The DSIO agreed to provide relief from the following requirements:

Under CFTC Rule 4.7(b)(1), a CPO is required to include a certain disclaimer on the cover of an offering document or, alternately, above the signature block of each investor's subscription agreement. The CPO represented that this requirement would (i) be costly and time-consuming, as the CPO would need to receive approval from the pool's home country regulator to add such language, (ii) be unfamiliar to investors, and possibly cause confusion, placing the CPO at a competitive disadvantage, and (iii) be unlikely to enhance investor protection.

Under CFTC Rule 4.7(b)(2), a CPO must prepare and distribute account statements to investors on a quarterly basis, within 30 days from the end of a reporting period. The CPO claimed that (i) the pools' home country regulators already require substantially similar monthly reporting, (ii) the relevant regulatory frameworks do not support a quarterly certification process, and (iii) such reports may confuse investors, as European funds do not distribute statements in this manner.
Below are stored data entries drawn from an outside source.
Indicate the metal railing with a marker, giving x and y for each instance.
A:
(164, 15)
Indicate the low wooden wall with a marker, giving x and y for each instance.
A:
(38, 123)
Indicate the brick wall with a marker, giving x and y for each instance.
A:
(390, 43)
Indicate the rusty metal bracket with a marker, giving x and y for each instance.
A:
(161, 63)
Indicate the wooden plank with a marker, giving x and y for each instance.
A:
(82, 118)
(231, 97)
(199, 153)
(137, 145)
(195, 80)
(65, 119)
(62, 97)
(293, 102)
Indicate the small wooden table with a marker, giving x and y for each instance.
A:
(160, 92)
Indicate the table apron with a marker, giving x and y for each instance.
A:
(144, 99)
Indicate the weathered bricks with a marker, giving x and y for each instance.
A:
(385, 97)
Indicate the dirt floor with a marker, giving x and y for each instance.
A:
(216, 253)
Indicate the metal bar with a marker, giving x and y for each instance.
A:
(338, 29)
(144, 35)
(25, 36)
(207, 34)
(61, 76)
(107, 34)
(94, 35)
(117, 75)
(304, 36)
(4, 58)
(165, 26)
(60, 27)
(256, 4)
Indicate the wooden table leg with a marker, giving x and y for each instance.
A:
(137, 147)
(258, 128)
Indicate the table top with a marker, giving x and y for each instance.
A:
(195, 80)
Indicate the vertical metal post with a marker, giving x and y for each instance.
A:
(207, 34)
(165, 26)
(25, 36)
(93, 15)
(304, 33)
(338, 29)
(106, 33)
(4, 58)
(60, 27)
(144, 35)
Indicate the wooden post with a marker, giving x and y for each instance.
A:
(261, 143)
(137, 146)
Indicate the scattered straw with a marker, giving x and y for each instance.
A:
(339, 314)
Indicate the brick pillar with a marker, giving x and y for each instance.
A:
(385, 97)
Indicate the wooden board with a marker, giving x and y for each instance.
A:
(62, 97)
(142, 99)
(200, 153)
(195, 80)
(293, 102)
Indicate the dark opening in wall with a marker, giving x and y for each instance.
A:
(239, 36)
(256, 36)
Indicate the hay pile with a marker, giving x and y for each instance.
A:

CFTC Rule 4.7(b)(3) requires an audited annual report to be filed and distributed within 90 days of the end of a fiscal year. According to the CPO, (i) home country regulations already require similar annual report requirements, made available online to investors with optional mailing available via investor requests, (ii) it is uncertain whether the funds' distributors would be willing to facilitate such a large-scale distribution process, (iii) it would be disruptive to adjust the audit standard used by the CPO, and (iv) related disclosure requirements may be confusing to investors.

Commentary / Bob Zwirb

CPOs operating under CFTC Rule 4.7 are exempt from many of the disclosure, reporting and recordkeeping requirements otherwise applicable to fully regulated CPOs. That is why the Rule 4.7 scheme is referred to as a "light" regulatory regime and is well suited for pools comprised solely of "qualified eligible persons." But while many of the requirements do not apply here, some do, and those that do may overlap or conflict with those required by non-U.S. regulators. The relief sought illustrates some of the difficulties that can arise even under a lighter regulatory scheme when such cross-border overlap occurs, and even when only one U.S. investor is involved, as is the case here. In such an environment, the CFTC's conclusion that "the factors in favor of the . . . request for relief outweigh the incremental investor protections that Commission Regulation 4.7 would otherwise provide" states well the underlying reality in this case and reflects an admirable example of administrative restraint.